Sizing Up Obama's Efforts To Address Black Unemployment
Policies under Obama seek to improve opportunities
The largest albatross to President Obama’s legacy is the jobs crisis. It’s not a problem Obama created, yet it lingers around his Administration like the scent of a co-worker’s perfume on a husband suspected of having a mistress – it’s not enough to establish guilt, but enough for questioning.
Some have fully indicted Obama as being the culprit behind massive job loss, though much of it is inertia from the Bush Administration. In this week’s New York Times Magazine, Hard Left activist Cornel West said, “Poor people and working people have not been a fundamental focus of the Obama administration. That for me is not just a disappointment but a kind of betrayal.”
Not everyone who’s black in America shares this thought. Said Deborah Goldring, an out-of-work African American, in USA Today recently, "The unemployment situation is not the best, but I don't think it has a lot to do with [Obama]. Fixing this economy, it's going to take time."
What exactly is the Obama Administration doing about it in the meantime? The Loop 21 spoke with Michael Blake, the White House’s Deputy Associate Director of the White House Office of Public Engagement, to discuss policies put in place by the Obama Administration that have improved or will improve employment opportunities for African Americans:
- Federal contracts for small businesses – Small businesses have generated close to two-thirds of the new jobs created over the past 15 years, and they employ over half of all private sector employees, according to the Small Business Administration (SBA). These are also the businesses where African-American owners are best represented, and tend to employ many African Americans and minorities. So, this is one of the areas most in need of shoring up to create employment opportunities for black workers. Every year the federal government has a goal of shelling [pdf] out 23% of its contracts to small businesses, and 5% to disadvantaged businesses. For 2010, they gave small businesses 22.66% of federal contracts -- $97.9 billion worth – the closest to the 23% goal since 2006. For disadvantaged businesses, 7.95% of contracts ($34.3 billion) were awarded – well over the 5% goal. In 2009, $96.8 billion was doled out to small businesses for 21.89% of federal contracts, while 7.5% went to disadvantaged businesses. So, there has been measurable progress. Also, the SBA has created a new advisory council on underserved communities chaired by Catherine L. Hughes, founder of Radio One, Inc. According to Blake, the SBA is committing $1 billion for companies located in underserved communities. Called the IMPACT fund, it will involve investing in economically distressed areas as well as those companies in emerging sectors such as clean energy.
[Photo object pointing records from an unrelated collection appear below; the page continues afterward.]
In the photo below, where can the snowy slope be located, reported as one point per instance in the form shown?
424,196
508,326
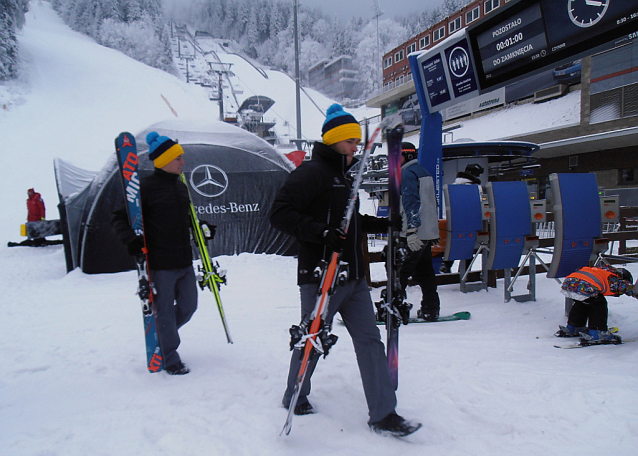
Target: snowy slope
73,380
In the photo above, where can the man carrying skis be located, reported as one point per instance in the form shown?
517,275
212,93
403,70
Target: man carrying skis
310,207
166,212
421,230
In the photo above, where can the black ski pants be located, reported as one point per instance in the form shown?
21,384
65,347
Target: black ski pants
175,304
418,265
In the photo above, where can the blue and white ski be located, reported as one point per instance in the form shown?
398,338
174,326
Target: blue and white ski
126,151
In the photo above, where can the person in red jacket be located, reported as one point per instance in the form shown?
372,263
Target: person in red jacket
35,206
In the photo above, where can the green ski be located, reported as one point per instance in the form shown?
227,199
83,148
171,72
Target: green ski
211,277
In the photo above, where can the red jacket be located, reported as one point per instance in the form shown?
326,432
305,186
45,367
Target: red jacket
35,208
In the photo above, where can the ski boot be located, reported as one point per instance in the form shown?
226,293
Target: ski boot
428,315
597,337
570,331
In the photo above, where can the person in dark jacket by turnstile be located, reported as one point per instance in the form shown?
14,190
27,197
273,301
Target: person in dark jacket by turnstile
166,212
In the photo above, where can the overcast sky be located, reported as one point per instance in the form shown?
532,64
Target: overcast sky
362,8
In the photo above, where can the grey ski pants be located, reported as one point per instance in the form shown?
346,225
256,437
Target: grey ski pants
352,300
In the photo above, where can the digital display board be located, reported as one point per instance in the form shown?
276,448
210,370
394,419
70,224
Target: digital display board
528,36
447,73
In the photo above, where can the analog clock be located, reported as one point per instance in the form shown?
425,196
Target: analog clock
586,13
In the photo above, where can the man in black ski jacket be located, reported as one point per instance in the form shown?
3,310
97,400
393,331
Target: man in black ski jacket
310,207
166,212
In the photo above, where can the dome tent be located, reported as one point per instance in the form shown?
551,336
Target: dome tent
232,175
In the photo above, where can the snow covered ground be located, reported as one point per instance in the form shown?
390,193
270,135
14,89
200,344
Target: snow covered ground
73,380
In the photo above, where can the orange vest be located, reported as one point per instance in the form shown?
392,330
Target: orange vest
596,277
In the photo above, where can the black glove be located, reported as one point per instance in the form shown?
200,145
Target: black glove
371,224
334,238
135,246
208,230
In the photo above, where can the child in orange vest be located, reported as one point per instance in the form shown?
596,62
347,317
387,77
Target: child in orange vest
588,287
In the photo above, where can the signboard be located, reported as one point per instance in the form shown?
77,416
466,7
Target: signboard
480,103
528,36
447,73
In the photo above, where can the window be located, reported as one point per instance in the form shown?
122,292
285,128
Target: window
454,25
473,15
626,175
491,5
387,62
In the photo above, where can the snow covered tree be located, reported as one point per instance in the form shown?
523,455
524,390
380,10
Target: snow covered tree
391,34
11,19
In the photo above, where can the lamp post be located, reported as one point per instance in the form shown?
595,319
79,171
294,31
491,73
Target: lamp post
297,81
376,9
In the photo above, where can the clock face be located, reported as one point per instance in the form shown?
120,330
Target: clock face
585,13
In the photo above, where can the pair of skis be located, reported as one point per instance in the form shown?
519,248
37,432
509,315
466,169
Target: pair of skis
211,277
331,273
126,151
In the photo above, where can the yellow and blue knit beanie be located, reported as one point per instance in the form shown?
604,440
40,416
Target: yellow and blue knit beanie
339,126
162,149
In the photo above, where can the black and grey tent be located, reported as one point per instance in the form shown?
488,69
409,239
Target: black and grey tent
232,175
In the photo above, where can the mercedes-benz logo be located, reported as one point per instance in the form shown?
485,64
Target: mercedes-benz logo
209,180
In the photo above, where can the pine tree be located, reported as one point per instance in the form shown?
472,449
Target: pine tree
11,18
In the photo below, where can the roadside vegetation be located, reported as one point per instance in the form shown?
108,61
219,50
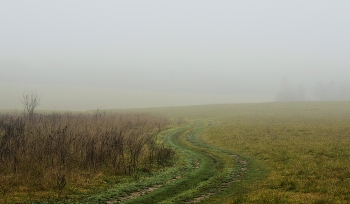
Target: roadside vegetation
45,156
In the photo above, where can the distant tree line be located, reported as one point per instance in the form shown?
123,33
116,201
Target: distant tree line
321,91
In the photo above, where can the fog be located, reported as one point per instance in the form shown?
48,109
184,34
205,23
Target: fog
81,55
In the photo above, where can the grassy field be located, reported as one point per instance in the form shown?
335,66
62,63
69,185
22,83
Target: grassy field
305,147
260,153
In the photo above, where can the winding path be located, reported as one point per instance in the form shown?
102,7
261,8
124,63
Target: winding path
207,171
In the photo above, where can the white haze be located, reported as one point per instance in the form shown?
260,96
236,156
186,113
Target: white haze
122,54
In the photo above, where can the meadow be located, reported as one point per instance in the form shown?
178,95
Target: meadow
235,153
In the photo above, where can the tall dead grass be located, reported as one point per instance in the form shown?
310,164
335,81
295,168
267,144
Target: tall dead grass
52,151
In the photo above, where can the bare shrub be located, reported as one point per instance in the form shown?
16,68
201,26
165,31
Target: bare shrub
53,150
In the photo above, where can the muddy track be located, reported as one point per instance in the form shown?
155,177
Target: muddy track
208,172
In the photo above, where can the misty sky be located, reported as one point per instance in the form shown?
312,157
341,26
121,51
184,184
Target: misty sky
196,47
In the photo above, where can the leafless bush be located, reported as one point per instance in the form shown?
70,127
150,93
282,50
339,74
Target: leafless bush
51,151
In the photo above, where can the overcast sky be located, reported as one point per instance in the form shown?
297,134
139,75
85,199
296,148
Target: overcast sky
182,47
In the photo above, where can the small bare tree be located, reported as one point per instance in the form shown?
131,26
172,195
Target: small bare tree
30,101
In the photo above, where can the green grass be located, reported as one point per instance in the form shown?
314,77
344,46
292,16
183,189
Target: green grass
304,145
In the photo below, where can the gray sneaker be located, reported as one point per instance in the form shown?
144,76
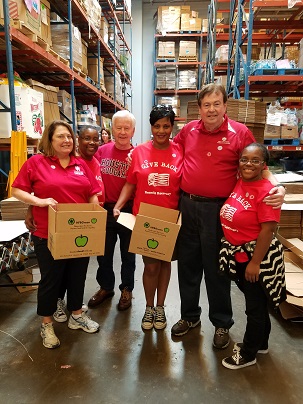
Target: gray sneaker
148,318
60,315
48,335
221,338
183,326
238,346
84,323
160,318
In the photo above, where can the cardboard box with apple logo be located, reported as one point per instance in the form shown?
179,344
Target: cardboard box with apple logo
154,231
76,230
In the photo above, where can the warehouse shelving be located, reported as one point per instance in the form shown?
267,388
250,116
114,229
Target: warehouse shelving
35,59
179,65
284,27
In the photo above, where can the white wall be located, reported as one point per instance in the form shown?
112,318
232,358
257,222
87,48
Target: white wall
143,48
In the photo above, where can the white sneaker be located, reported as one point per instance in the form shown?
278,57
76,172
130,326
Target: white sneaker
84,323
48,335
60,315
84,308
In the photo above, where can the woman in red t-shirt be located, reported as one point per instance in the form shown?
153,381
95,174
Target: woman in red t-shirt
251,254
154,175
56,175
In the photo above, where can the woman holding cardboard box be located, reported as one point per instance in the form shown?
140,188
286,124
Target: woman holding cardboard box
56,175
154,175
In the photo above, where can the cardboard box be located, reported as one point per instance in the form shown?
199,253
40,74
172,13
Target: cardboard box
76,230
166,49
292,308
272,132
50,100
46,34
154,231
289,132
92,63
188,48
168,18
23,15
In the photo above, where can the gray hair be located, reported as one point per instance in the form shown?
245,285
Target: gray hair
124,114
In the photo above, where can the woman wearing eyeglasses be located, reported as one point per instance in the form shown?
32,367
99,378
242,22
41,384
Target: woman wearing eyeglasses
251,254
154,176
56,175
88,144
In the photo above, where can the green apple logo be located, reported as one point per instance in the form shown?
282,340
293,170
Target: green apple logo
151,243
81,241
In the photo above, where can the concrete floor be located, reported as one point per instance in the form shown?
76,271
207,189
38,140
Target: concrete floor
123,364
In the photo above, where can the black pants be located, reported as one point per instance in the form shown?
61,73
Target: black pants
53,273
258,321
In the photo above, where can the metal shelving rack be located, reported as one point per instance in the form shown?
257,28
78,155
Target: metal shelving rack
285,26
197,64
33,61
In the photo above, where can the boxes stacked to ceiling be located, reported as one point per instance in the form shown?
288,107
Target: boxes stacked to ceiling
251,113
166,78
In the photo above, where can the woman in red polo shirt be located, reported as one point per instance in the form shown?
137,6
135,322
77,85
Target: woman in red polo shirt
154,175
54,176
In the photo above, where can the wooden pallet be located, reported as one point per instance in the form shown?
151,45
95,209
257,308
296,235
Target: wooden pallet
187,59
58,57
34,38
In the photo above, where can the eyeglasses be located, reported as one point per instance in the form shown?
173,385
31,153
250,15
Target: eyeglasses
61,137
89,139
254,162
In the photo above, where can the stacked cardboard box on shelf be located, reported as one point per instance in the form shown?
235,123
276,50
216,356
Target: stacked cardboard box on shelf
168,19
30,18
192,111
187,79
251,113
292,308
174,102
29,110
93,69
166,49
60,38
166,78
65,105
188,49
93,12
50,100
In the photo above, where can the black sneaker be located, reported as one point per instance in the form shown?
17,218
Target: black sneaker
238,346
183,326
221,338
237,361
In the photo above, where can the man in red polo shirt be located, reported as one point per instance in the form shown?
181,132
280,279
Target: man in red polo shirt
212,148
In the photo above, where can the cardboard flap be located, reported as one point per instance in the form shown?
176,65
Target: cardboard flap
127,219
166,214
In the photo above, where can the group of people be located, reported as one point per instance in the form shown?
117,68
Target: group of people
196,173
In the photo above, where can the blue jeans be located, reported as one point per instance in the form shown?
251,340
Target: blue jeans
198,247
105,273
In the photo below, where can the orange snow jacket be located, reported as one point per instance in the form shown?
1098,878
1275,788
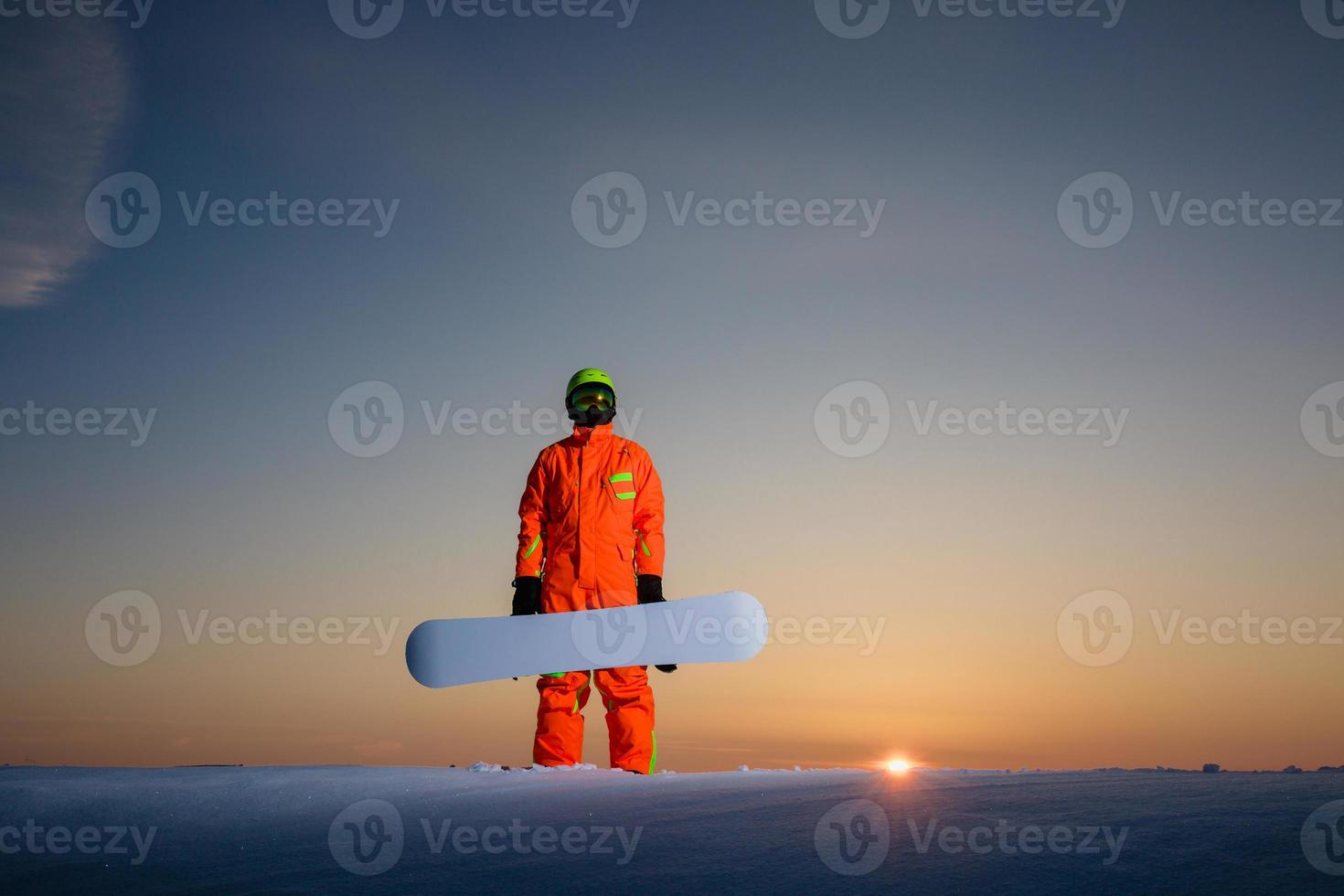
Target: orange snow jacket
592,520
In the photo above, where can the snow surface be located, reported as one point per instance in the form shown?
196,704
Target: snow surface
283,830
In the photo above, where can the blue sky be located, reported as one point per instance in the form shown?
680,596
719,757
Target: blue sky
483,293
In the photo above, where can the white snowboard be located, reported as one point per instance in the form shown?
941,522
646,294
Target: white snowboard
720,627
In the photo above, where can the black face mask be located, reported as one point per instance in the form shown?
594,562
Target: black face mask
592,415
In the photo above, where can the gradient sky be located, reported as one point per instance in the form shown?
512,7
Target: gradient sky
483,293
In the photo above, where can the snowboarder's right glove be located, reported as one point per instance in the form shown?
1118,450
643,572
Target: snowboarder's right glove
649,589
527,595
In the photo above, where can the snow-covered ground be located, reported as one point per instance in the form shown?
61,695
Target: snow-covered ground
355,829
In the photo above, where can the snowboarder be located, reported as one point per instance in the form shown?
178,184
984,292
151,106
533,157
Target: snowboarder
592,538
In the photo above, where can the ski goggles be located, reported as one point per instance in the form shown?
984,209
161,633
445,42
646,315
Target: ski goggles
589,397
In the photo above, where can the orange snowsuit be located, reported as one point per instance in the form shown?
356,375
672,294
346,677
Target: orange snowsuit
592,520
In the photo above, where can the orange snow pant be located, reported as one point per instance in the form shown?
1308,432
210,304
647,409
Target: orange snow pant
628,699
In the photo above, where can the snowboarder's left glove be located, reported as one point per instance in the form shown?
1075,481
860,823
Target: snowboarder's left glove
649,589
527,595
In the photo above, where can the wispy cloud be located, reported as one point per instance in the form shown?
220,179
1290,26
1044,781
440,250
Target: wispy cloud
63,94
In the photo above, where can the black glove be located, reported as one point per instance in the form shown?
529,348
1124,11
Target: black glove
649,590
527,595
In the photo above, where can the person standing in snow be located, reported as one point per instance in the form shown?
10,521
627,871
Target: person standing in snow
592,538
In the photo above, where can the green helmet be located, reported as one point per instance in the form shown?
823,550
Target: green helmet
591,383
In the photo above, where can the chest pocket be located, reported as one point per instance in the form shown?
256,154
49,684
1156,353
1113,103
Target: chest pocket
623,486
620,488
562,498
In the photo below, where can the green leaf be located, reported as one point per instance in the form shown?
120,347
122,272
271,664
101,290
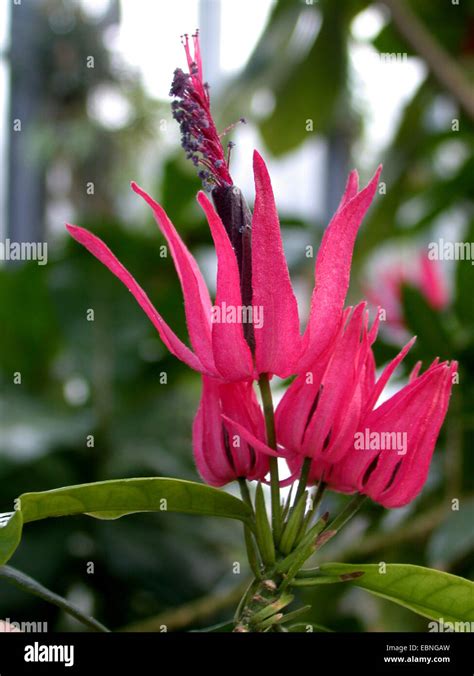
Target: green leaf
116,498
454,538
10,535
428,592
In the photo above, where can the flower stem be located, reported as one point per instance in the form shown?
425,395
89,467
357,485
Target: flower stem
252,555
347,513
305,469
267,401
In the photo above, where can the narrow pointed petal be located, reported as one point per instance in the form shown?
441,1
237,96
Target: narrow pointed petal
352,187
102,252
251,439
232,354
332,272
197,303
278,340
387,373
212,462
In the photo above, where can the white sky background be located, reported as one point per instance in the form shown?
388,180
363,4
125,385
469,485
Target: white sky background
148,39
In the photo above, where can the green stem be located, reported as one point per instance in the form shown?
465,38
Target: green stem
267,401
305,469
347,513
252,555
28,584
- Lending to small businesses – With all of the panic around the Treasury’s ability to cover its bills, due to debt ceiling wrestling, you might assume it is in no position to do financing. However, Treasury has two programs aimed at lending to small businesses and in some instances making sure capital makes its way to underserved communities: the Small Business Lending Fund (SBLF) and the State Small Business Credit Initiative (SSBCI). Both were started under the Obama Administration as part of the Small Business Jobs Act of 2010. The SBLF is a $30 billion fund that community banks can draw from to lend to companies and spur local employment. The SSBCI is a $1.5 billion fund for states – who could use a lot of help these days – to help finance small businesses. Both are new programs, so a few years are needed before the efficacy of these programs can be assessed. Given the recession, the hole is deep for community banks and states, and Treasury is in no shape to give out the true amount needed to make a major dent in the jobs crisis. It will take major investments from the private sector to show significant progress in hiring.
- Counseling for minority businesses -- $7.2 billion have been awarded to minority businesses over the past two-and-a-half years -- half of that amount to black-owned companies, according to Blake. But for sustainability, counseling is needed. Under Obama’s watch, the Minority Business Development Agency has ramped up the amount of funding and contracts deployed to minority businesses: In fiscal year 2009, the MBDA secured over $400 million in contracts for African-American businesses, while in 2010, that figure went up to $949 million. The numbers of jobs created by MBDA business centers appear low – 5,845 jobs created by MBDA centers in 2010 – but again, it’s the private sector that must supplement financing to make businesses thrive.
There are other programs under the Obama Administration providing opportunities for better access to employment, such as the Community Development Financial Institutions Fund, which similar to the SBLF, grants money to community lending entities so that they can aid small business economic growth, but specifically in rural and low-income communities. Just yesterday, they announced $142 million for economically distressed communities.
There’s also the website www.careeronestop.org, where people can go to find out about who’s hiring and where the jobs best suited for them are located. The Obama Administration is also promoting urban entrepreneurship through a series of workshops they are holding in cities like New Orleans and Atlanta to assist business owners, and those aspiring to start businesses, in learning about the contracting, capital-raising and counseling services available from the federal government.
These are clear examples of work the Obama Administration is doing to address unemployment in black communities. Government can’t do it alone, though, and major finance and lending institutions will have to pull their weight to ensure more black communities and beyond are able to find sustainable employment.